Ilustrasi
Ilustrasi
Cyberthreat.id - Hacker yang menargetkan industri ritel semakin banyak terutama jika melihat frekuensi serangan dalam beberapa tahun terakhir yang sudah sangat tinggi. Dalam sebuah studi baru-baru ini, terungkap bahwa pengecer di Amerika Serikat kehilangan lebih dari 30 miliar USD (Rp 412 Triliun) akibat serangan keamanan siber.
Berikut teknik hacker dalam menargetkan sektor ritel:
1. Isian kredensial (credential stuffing)
Peretas mendapatkan kredensial melalui dark web atau sumber lain yang diperoleh dari pelanggaran data besar-besaran. Mereka menggunakan nama pengguna dan password curian lalu menggunakannya untuk meretas ke toko retail/pengecer untuk membeli produk.
Chipotle, sebuah jaringan restoran Meksiko di AS, menghadapi masalah ini di tahun 2019 di mana kartu kredit pelanggan menghabiskan ratusan hingga ribuan dolar dalam pembelian makanan.
2. Near field communication (NFC)
Ponsel, alat pemindai harga/pembaca barcode, dan pembaca kartu adalah sasaran empuk bagi pelanggaran berbasis NFC. Bahkan malware dapat berpindah dari ponsel yang terinfeksi ke sistem ritel setelah memindai kode QR.
Hacker menggunakan berbagai metode untuk memanipulasi transfer data dari jarak jauh, seperti menggunakan perangkat ketiga untuk mencegat koneksi antara dua perangkat elektronik lainnya.

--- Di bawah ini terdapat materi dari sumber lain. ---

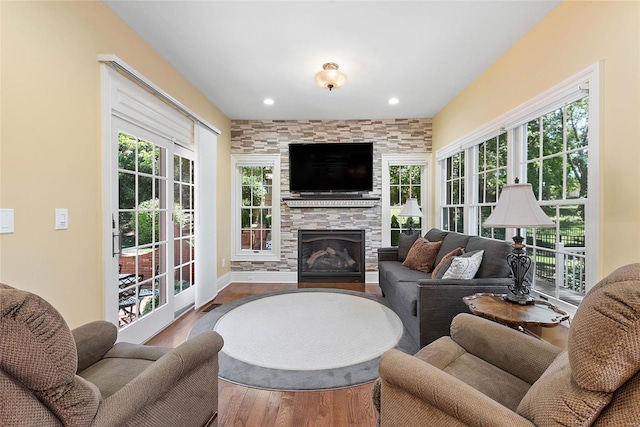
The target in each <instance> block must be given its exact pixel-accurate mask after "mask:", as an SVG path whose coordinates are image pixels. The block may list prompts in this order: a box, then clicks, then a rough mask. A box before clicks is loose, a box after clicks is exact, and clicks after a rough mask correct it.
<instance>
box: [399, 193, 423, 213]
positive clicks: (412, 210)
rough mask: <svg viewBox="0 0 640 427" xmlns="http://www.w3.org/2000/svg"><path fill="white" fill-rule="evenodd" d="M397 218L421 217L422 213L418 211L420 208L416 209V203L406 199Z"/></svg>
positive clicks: (417, 202)
mask: <svg viewBox="0 0 640 427" xmlns="http://www.w3.org/2000/svg"><path fill="white" fill-rule="evenodd" d="M398 216H409V217H413V216H422V212H421V211H420V207H418V201H417V200H416V199H415V198H413V197H411V198H409V199H407V202H406V203H405V204H404V207H403V208H402V212H400V213H399V214H398Z"/></svg>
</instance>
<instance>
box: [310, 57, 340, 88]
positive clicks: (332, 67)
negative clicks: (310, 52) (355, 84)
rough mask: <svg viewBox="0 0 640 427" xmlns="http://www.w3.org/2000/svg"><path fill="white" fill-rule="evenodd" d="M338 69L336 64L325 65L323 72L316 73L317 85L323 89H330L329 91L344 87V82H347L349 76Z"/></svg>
mask: <svg viewBox="0 0 640 427" xmlns="http://www.w3.org/2000/svg"><path fill="white" fill-rule="evenodd" d="M338 68H339V67H338V64H336V63H335V62H327V63H326V64H323V65H322V71H318V72H317V73H316V78H315V80H316V84H317V85H318V86H320V87H322V88H325V89H329V91H331V89H337V88H339V87H340V86H342V85H344V82H346V81H347V76H346V74H345V73H343V72H342V71H340V70H338Z"/></svg>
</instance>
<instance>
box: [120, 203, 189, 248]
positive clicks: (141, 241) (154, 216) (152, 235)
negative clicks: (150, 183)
mask: <svg viewBox="0 0 640 427" xmlns="http://www.w3.org/2000/svg"><path fill="white" fill-rule="evenodd" d="M159 206H160V202H159V200H158V199H153V200H145V201H144V202H142V203H140V204H139V205H138V213H137V215H132V216H131V220H132V223H131V229H132V230H135V229H136V226H137V227H138V245H145V244H149V243H152V242H153V241H155V242H157V241H159V240H160V212H158V209H159ZM173 212H174V213H173V221H174V222H175V223H176V224H180V225H181V226H183V225H184V224H185V223H186V221H187V218H186V215H185V214H184V212H183V211H182V209H181V208H180V205H179V204H177V203H176V204H175V205H174V207H173ZM154 236H155V240H154Z"/></svg>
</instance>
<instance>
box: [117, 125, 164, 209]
mask: <svg viewBox="0 0 640 427" xmlns="http://www.w3.org/2000/svg"><path fill="white" fill-rule="evenodd" d="M158 155H159V153H158V149H157V148H155V147H154V145H153V144H152V143H150V142H146V141H142V140H138V139H137V138H136V137H134V136H132V135H128V134H126V133H122V132H121V133H119V134H118V168H119V169H124V170H126V171H131V172H132V173H133V172H136V171H137V172H142V173H147V174H152V173H153V172H154V159H156V157H157V156H158ZM119 181H120V182H119V187H120V188H119V191H120V202H119V203H120V208H121V209H132V208H133V207H134V206H135V204H136V182H135V181H136V180H135V177H134V175H132V174H129V173H126V172H120V173H119ZM152 182H153V181H152V180H151V179H146V180H138V194H152Z"/></svg>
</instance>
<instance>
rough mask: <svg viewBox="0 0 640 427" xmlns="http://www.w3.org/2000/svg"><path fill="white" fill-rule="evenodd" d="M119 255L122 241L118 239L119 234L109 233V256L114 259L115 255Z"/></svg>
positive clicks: (120, 248) (121, 247) (120, 251)
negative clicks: (110, 251) (111, 256)
mask: <svg viewBox="0 0 640 427" xmlns="http://www.w3.org/2000/svg"><path fill="white" fill-rule="evenodd" d="M116 241H117V243H116ZM121 253H122V239H120V234H116V233H111V256H112V257H115V256H116V255H120V254H121Z"/></svg>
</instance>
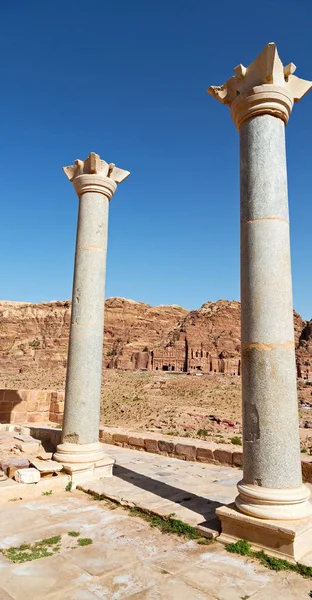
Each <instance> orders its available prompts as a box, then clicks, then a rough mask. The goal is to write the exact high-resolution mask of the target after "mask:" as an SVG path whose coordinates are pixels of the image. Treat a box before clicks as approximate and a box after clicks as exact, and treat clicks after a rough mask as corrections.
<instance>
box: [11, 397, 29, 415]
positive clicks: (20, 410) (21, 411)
mask: <svg viewBox="0 0 312 600" xmlns="http://www.w3.org/2000/svg"><path fill="white" fill-rule="evenodd" d="M12 410H13V412H15V413H25V412H26V410H27V402H25V400H22V401H21V402H19V403H18V404H14V406H13V409H12Z"/></svg>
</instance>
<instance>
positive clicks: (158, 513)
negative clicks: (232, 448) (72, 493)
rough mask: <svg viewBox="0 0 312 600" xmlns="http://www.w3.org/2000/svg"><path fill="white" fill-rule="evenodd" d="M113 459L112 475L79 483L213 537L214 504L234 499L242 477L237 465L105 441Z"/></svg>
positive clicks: (100, 494) (214, 527) (225, 504)
mask: <svg viewBox="0 0 312 600" xmlns="http://www.w3.org/2000/svg"><path fill="white" fill-rule="evenodd" d="M105 449H106V453H107V454H108V455H109V456H110V457H114V458H115V459H116V465H115V467H114V471H113V474H114V476H113V477H112V478H108V479H102V480H99V481H93V482H90V483H86V484H83V485H82V486H81V489H83V490H84V491H86V492H89V493H92V494H100V495H102V496H105V497H106V498H107V499H110V500H113V501H118V502H119V503H121V504H124V505H127V506H137V507H139V508H142V509H144V510H148V511H150V512H153V513H156V514H158V515H161V516H166V515H170V514H171V515H172V514H174V515H175V517H176V518H177V519H180V520H181V521H183V522H184V523H187V524H188V525H191V526H192V527H195V528H198V527H199V528H200V531H201V533H202V534H203V535H206V536H207V537H216V536H217V535H218V534H219V528H220V523H219V520H218V519H217V518H216V514H215V509H216V508H217V507H219V506H223V505H228V504H232V502H233V501H234V499H235V496H236V495H237V490H236V484H237V482H238V481H239V480H240V479H241V477H242V473H241V470H239V469H234V468H232V467H222V466H219V465H211V464H203V463H194V462H188V461H183V462H182V461H181V460H179V459H175V458H169V457H166V456H158V455H156V456H155V455H150V454H145V453H144V454H143V453H142V452H140V451H136V450H129V449H127V448H120V447H117V446H110V445H108V444H106V445H105Z"/></svg>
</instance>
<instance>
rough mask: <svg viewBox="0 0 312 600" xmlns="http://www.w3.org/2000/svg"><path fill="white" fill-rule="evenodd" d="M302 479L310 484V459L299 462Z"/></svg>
mask: <svg viewBox="0 0 312 600" xmlns="http://www.w3.org/2000/svg"><path fill="white" fill-rule="evenodd" d="M301 470H302V478H303V480H304V481H307V482H309V483H312V462H311V459H306V460H305V459H302V460H301Z"/></svg>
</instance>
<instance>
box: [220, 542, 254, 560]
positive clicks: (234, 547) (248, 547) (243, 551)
mask: <svg viewBox="0 0 312 600" xmlns="http://www.w3.org/2000/svg"><path fill="white" fill-rule="evenodd" d="M225 549H226V550H227V551H228V552H232V553H233V554H240V555H241V556H249V555H250V553H251V545H250V544H249V542H247V541H246V540H238V542H235V543H234V544H226V546H225Z"/></svg>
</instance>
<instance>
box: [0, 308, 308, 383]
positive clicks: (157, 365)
mask: <svg viewBox="0 0 312 600" xmlns="http://www.w3.org/2000/svg"><path fill="white" fill-rule="evenodd" d="M70 308H71V303H70V301H62V302H59V301H56V302H43V303H40V304H30V303H25V302H5V301H3V302H0V376H1V377H2V378H3V376H5V374H14V373H17V372H19V371H20V370H21V369H22V370H23V371H24V370H35V369H37V368H40V369H52V368H55V367H59V366H62V367H65V366H66V360H67V344H68V331H69V322H70ZM294 327H295V338H296V352H297V363H298V369H299V372H300V373H301V375H302V376H304V375H306V373H307V371H310V376H311V370H312V321H309V322H304V321H303V320H302V319H301V317H300V315H298V314H297V313H294ZM239 353H240V303H239V302H236V301H233V302H229V301H227V300H219V301H218V302H207V303H205V304H203V306H202V307H201V308H199V309H197V310H193V311H190V312H188V311H187V310H186V309H184V308H181V307H180V306H175V305H171V306H150V305H149V304H144V303H143V302H135V301H133V300H126V299H123V298H108V299H107V300H106V302H105V340H104V348H103V366H104V367H110V368H114V367H115V368H116V367H117V368H121V369H137V368H149V369H154V370H175V371H183V370H184V371H186V370H187V371H192V370H193V369H194V370H201V371H203V372H209V371H216V372H235V373H236V374H237V373H238V372H239V369H240V363H239Z"/></svg>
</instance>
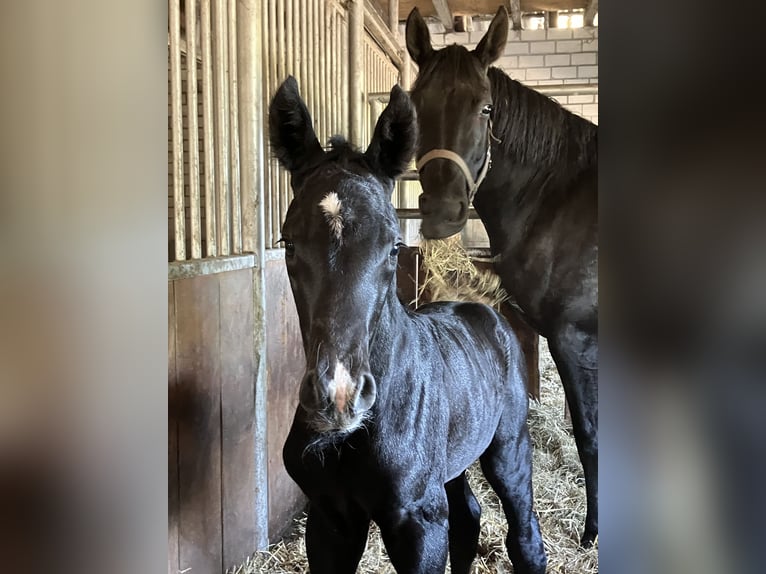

Termasuk menguping pada perangkat membuka peluang bagi musuh untuk mendapatkan kartu kredit dan informasi pembayaran lainnya.
3. RAM Scraping (pengikisan RAM)
Hacker menggunakan teknik ini untuk memasukkan perangkat lunak point-of-sale (PoS). Setiap transaksi kartu meninggalkan data di terminal pembayaran ritel. Aktor jahat mengambil gambar mereka dengan menanamkan malware PoS yang membaca input ini sebelum menghilang.
Perlu dicatat bahwa string teks yang berisi informasi kartu kredit dapat tetap berada dalam database pengecer selama beberapa detik, menit, atau jam.
4. Pembaca strip magnetik (magnetic stripe reader)
Penjahat tidak selalu harus membobol sistem target potensial mereka untuk mendapatkan kredensial. Strip magnetik pada kartu kredit dan debit juga bisa melakukan pekerjaan untuk mereka.
Penyerang dapat dengan mudah mengumpulkan data dari satu gesekan kartu termasuk nomor kartu dan PIN. Informasi ini selanjutnya digunakan atau dijual dalam jumlah besar untuk mendapat untung. Karena itu, banyak penerbit kartu mengganti strip magnetik mereka dengan chip.
Chip membuat kode unik yang hanya digunakan untuk satu pembelian.
5. Rekayasa sosial (social engineering)
Cara terbaik bagi hacker adalah rekayasa sosial. Sebelum internet marak, rekayasa sosial ibarat orang yang tidak dikenal berpakaian seperti staf dan memasuki tempat untuk mengakses informasi pribadi.
Hari ini, banyak website berbahaya dan palsu dengan produk palsu yang terlihat terlalu bagus untuk menjadi kenyataan. Ketika target memasukkan informasi pribadi mereka, akhirnya mereka akan kehilangan kendali atas data mereka.
Strategi watering hole attack adalah teknik serupa untuk menargetkan grup yang dipilih dengan menginfeksi website yang sering mereka kunjungi.
Kesimpulan
Meskipun tidak ada sistem yang sepenuhnya aman, Anda selalu dapat membangun fondasi yang kuat dengan terlebih dahulu mengenkripsi titik penjualan, sistem kartu, dan prosesor.
Organisasi/perusahaan juga dapat memanfaatkan intelijen ancaman untuk mengetahui tentang ancaman yang akan terjadi di sektor mereka. Dan, penting sekali melatih karyawan untuk meningkatkan kesadaran akan keamanan siber di organisasi keseluruhan.